A barbárie está solta. A execução de um catador de material reciclável no dia 12 de julho de 2017 foi mais uma afronta à sociedade que se diz civilizada. Dessa vez, um catador de material reciclável autônomo, morador de rua da região de Pinheiros, bairro nobre da cidade de São Paulo. Ricardo Oliveira dos Santos, negro, pobre, excluído dos direitos de cidadão, odiado por alguns, mas também amigo de muita gente da região, foi executado por um policial militar porque, na versão dos agentes, em posse de um pedaço de pau, teria colocado em risco a vida de policiais armados com armas de fogo. Executado com 3 tiros a queima roupa. Dois deles possivelmente, segundo relatos, após já o terem dominado. Hoje, Ricardo, mas até ontem era tão somente, Negão.
Por pedir uma pizza e por estar com um pedaço de pau na mão, alguém da pizzaria chamou a polícia, não para matar, mas simplesmente para retirá-lo do local ou levá-lo a uma delegacia ou ainda solicitar que ele não ameaçasse as pessoas. Enfim, as possibilidades eram infinitas, menos matar! Por que tanta violência vinda de uma instituição que deveria ter a proteção como sua missão principal?
Mataram, ensacaram o corpo e colocaram numa viatura que saiu às presas, não por causa do morto, este teve a sua pena de morte decretada, mas por conta da pressão da população que aos gritos de bandidos e assassinos reagiam a tal violência. Os colegas de farda limparam o local, e ainda recolheram as cápsulas das balas assassinas. As únicas que provavelmente vão sofrer alguma punição, ao ficarem presas por muito tempo num saco de plástico.
As testemunhas gravaram vídeos, escreveram nas redes sociais, deram entrevistas. Testemunhas, neste caso, sobraram. Após a situação se acalmar, já a caminho de casa, recebi um chamado dizendo que uma testemunha estava com medo da polícia. Era um morador de rua, amigo do Ricardo, que viu tudo de perto. Estava com receio de ficar na rua com seu cachorro e sua indignação já circulava pelas redes sociais. Gravamos um vídeo com ele na presença dos Ouvidores da Defensoria e das Polícias para deixar registrado seu depoimento.
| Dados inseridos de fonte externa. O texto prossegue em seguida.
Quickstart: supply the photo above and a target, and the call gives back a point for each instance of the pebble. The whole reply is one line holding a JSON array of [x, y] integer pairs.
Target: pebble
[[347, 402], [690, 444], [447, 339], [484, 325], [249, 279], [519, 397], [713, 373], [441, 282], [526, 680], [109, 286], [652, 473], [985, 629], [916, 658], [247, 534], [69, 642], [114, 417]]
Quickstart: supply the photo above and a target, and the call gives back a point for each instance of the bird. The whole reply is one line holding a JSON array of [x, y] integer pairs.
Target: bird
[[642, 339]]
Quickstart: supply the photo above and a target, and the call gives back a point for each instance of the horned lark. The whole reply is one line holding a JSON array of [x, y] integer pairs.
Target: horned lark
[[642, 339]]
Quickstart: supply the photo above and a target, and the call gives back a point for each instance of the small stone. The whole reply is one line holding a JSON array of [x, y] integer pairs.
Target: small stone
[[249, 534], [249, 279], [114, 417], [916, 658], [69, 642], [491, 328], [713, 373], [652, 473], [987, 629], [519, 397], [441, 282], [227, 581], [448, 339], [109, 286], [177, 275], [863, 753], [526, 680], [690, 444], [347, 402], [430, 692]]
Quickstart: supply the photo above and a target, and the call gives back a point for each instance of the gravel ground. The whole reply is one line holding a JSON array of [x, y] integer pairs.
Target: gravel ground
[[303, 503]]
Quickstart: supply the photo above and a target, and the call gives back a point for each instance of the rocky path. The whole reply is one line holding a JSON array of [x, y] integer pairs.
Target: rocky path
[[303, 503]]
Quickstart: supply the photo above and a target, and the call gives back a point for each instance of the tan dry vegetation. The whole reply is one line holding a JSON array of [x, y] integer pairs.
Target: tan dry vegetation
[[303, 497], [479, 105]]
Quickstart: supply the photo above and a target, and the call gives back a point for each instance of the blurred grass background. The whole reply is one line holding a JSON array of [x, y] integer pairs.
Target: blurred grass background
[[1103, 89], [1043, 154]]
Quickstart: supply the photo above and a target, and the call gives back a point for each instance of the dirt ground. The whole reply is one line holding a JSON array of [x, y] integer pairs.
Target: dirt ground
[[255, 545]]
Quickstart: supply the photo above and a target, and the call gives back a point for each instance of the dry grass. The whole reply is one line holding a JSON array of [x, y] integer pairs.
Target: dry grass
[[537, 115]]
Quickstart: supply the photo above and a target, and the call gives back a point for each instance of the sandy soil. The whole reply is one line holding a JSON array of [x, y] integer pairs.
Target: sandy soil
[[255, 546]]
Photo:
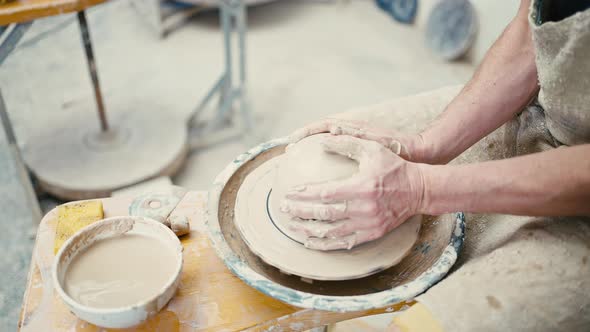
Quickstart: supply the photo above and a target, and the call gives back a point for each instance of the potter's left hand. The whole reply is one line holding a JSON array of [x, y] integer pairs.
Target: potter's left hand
[[385, 192]]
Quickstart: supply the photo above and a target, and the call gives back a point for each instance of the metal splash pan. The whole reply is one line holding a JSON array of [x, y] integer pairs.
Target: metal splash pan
[[431, 258]]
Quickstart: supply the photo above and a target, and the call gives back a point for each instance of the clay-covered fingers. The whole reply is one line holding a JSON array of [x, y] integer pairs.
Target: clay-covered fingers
[[328, 192], [347, 241], [330, 211], [322, 126], [340, 228], [371, 134]]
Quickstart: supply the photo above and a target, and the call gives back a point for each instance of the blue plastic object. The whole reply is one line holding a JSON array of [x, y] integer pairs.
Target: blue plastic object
[[451, 28], [403, 11]]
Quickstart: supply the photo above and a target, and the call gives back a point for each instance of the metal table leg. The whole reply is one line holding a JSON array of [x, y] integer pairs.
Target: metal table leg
[[92, 70], [23, 173], [230, 89]]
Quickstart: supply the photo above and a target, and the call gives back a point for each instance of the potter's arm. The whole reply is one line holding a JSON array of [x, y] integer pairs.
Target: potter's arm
[[504, 83], [550, 183]]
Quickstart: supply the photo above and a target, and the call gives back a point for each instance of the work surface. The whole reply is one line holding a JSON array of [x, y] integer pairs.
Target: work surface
[[209, 296], [28, 10]]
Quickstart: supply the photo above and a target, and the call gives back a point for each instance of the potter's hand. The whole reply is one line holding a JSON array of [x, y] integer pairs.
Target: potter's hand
[[385, 192], [404, 145]]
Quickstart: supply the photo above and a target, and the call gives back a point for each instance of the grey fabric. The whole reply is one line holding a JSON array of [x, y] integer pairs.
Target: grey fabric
[[562, 52], [514, 273]]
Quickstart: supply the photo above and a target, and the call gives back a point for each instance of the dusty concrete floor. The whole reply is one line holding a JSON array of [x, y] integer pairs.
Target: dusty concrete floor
[[306, 60]]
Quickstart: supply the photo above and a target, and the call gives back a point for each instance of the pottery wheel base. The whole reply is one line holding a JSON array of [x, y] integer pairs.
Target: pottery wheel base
[[78, 161]]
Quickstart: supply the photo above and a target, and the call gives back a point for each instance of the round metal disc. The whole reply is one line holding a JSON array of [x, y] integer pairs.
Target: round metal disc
[[77, 161], [451, 28]]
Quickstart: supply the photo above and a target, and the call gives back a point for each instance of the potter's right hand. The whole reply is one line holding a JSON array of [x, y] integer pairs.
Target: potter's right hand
[[386, 191], [406, 146]]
Foi acionado o serviço da prefeitura (protocolo 20471165) para levá-lo a um abrigo. Sua vida também estava em perigo e continua. O que ficamos sabendo pela manhã é que o tal serviço nem apareceu. Aqui estamos de novo tentando um abrigo (público ou municipal) para evitar o abrigo eterno para este amigo.
De volta ao caminho de casa passei novamente na Rua Morato Coelho, próximo ao Pão de Açúcar. A rua estava vazia e as luzes que tentavam iluminar parte da rua e as três cachorras que ficaram ali o tempo todo e testemunharam a morte de seu dono. Agora estavam ali ao lado das carroças cheias de material reciclável que o finado “Negão” encheu. Sem ninguém para puxar, ficariam a noite toda no aguardo de um novo dono. Na solidão daquela rua até parecia que as carroças choravam a morte de seu fiel companheiro.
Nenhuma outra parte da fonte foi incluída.